Abstract:
Objective Insufficient illumination, significant dust interference, and sparse point clouds in underground coal mine working faces impede the stable extraction of features, thereby severely limiting the accuracy and robustness of camera-LiDAR joint calibration based on unstructured scene characteristics.
Methods This paper addresses complex operational scenarios, including fully mechanized mining faces and excavation roadways, by proposing a joint calibration method that leverages cross-depth feature coupling between LiDAR and camera. For feature extraction, an enhanced RANSAC multi-plane fitting algorithm is introduced, integrating normal vector pre-clustering and an adaptive iteration mechanism to efficiently extract geometric structures, such as hydraulic support roof beams and roadheader casings. A cross-depth edge fusion strategy is also proposed, which synergistically utilizes curvature discontinuities and planar intersection features to improve the completeness and robustness of edge structures. The calibration framework employs a two-stage registration strategy: coarse registration rapidly estimates initial extrinsic parameters via an axial cyclic perturbation approach, while fine registration establishes joint point-line constraints within Lie group space and iteratively refines them through nonlinear optimization. This ensures high-precision alignment is achieved even under challenging conditions involving coal dust and complex operational environments.

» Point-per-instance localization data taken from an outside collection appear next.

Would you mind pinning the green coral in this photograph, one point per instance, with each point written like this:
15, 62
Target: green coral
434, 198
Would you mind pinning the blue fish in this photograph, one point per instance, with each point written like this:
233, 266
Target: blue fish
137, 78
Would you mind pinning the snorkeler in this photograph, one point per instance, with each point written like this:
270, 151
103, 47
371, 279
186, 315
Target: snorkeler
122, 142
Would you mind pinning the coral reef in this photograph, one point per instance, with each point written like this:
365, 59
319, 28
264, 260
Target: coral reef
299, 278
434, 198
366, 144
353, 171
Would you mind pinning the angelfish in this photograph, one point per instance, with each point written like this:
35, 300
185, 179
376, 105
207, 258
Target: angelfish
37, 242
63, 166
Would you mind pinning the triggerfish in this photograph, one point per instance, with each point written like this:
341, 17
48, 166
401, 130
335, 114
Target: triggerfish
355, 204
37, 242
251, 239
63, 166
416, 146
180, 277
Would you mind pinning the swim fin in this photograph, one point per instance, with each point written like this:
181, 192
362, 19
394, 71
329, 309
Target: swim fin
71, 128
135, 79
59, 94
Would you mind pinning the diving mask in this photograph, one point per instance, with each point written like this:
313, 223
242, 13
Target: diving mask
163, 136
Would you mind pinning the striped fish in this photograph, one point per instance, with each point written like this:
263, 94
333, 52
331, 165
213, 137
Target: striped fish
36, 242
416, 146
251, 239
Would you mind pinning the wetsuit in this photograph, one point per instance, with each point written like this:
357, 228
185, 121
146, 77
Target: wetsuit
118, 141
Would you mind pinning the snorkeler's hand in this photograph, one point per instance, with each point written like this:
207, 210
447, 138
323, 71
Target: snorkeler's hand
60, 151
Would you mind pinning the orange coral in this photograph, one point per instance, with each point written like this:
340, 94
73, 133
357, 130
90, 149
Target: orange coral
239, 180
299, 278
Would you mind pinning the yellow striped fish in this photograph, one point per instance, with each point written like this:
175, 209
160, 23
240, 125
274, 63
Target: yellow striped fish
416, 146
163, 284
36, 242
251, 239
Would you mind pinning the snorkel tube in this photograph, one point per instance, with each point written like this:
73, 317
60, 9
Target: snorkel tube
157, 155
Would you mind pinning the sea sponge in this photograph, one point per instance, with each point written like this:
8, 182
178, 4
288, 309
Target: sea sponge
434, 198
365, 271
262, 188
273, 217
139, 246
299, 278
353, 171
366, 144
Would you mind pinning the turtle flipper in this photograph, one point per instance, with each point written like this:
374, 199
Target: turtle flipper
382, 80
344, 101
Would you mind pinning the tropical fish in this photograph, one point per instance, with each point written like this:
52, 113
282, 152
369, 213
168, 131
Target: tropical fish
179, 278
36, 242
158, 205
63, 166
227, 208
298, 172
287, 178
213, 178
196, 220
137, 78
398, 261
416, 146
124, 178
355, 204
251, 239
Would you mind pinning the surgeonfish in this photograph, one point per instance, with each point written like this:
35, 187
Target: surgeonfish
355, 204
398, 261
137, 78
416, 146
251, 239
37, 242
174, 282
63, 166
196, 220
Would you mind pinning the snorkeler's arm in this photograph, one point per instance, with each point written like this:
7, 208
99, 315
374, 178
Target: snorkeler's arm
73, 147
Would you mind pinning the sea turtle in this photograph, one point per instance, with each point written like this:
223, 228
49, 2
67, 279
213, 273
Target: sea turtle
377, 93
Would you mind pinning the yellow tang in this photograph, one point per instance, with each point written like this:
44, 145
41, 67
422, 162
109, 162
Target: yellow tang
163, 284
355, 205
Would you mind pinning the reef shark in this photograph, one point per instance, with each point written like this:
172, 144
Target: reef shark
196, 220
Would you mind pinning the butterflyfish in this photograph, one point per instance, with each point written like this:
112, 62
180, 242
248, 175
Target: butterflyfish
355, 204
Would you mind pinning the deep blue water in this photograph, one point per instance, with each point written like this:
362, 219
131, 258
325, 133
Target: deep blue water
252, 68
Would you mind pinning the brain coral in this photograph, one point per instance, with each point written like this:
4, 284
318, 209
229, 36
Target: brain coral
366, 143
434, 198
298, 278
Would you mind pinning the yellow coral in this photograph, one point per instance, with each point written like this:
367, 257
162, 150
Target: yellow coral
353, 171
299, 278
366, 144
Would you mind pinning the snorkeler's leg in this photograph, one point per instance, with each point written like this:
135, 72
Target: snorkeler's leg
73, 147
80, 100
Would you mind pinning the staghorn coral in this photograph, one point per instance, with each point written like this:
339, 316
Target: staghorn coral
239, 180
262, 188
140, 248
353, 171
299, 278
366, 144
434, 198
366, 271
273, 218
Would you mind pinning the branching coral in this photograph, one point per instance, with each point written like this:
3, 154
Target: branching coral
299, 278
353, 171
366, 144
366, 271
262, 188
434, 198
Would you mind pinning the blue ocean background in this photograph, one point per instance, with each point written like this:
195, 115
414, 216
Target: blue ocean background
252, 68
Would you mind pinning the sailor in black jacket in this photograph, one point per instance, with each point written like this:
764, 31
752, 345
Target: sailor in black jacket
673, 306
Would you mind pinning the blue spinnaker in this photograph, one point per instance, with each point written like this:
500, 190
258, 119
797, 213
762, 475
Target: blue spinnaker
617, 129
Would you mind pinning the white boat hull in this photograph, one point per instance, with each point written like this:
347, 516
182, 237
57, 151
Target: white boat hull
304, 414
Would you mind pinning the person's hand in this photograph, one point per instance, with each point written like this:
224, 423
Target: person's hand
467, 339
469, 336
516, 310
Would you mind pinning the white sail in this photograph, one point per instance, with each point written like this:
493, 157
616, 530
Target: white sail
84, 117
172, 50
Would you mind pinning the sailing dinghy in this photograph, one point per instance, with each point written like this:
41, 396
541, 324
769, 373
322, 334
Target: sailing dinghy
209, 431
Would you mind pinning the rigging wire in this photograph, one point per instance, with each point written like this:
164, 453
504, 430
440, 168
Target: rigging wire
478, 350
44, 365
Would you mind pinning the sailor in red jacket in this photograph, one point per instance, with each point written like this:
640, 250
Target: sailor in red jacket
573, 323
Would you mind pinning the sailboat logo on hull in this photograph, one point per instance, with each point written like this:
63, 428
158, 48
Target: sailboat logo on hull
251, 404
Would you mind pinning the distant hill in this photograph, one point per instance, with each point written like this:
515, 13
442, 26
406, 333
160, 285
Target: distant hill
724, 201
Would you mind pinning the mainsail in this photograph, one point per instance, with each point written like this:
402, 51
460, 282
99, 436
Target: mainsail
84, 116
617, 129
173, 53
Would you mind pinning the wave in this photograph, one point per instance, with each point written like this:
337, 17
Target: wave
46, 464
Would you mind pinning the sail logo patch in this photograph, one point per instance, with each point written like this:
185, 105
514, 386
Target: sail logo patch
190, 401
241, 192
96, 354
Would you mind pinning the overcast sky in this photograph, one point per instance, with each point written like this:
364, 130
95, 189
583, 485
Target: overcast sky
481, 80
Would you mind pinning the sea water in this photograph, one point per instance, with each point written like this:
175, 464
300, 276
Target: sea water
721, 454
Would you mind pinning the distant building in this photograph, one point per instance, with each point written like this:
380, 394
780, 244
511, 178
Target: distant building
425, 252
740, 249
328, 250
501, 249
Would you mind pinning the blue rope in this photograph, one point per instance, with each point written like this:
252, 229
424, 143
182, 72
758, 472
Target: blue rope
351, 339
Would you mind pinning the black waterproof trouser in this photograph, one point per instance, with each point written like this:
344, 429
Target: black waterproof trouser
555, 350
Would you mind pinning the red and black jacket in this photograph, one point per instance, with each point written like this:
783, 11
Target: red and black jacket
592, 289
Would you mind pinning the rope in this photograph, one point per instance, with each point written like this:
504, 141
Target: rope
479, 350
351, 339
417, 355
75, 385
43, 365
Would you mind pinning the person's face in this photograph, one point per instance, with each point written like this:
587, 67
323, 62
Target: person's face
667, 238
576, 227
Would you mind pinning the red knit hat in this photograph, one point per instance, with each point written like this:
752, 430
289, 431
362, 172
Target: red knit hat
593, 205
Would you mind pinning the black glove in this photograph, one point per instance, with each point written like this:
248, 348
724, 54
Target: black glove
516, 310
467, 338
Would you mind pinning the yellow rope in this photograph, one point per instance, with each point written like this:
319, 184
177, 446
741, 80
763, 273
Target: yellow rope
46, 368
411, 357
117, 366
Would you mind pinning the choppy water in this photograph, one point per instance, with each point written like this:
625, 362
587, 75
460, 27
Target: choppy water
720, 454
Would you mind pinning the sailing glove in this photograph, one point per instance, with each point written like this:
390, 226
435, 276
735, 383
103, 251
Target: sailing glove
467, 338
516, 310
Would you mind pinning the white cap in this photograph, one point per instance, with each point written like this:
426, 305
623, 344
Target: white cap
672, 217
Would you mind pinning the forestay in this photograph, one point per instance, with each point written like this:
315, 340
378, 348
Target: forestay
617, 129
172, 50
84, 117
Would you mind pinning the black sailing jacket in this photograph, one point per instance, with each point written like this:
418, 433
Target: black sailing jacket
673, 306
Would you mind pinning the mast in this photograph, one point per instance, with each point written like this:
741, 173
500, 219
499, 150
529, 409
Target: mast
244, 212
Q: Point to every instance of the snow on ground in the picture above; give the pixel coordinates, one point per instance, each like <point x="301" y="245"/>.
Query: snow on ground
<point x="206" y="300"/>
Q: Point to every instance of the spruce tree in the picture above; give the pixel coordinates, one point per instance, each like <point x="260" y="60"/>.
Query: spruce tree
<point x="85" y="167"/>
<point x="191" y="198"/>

Results and Conclusions The proposed method was validated both on the Gazebo simulation platform and in real underground mining scenarios. Experimental results show that under noise-free conditions, the rotational error is less than 0.2°, the translational error is below 0.02 m, and the mean reprojection error does not exceed 3.5 px. Even in high-noise environments, the method still maintains excellent stability. Compared with traditional approaches, the proposed method achieves mean reprojection errors of 2.89 px and 3.03 px on the roadheader face and longwall face, respectively, demonstrating a significant improvement. Moreover, the method does not rely on manually placed calibration targets and exhibits strong environmental adaptability and robustness, meeting the high-precision calibration requirements of multi-modal perception systems in complex underground coal-mine environments.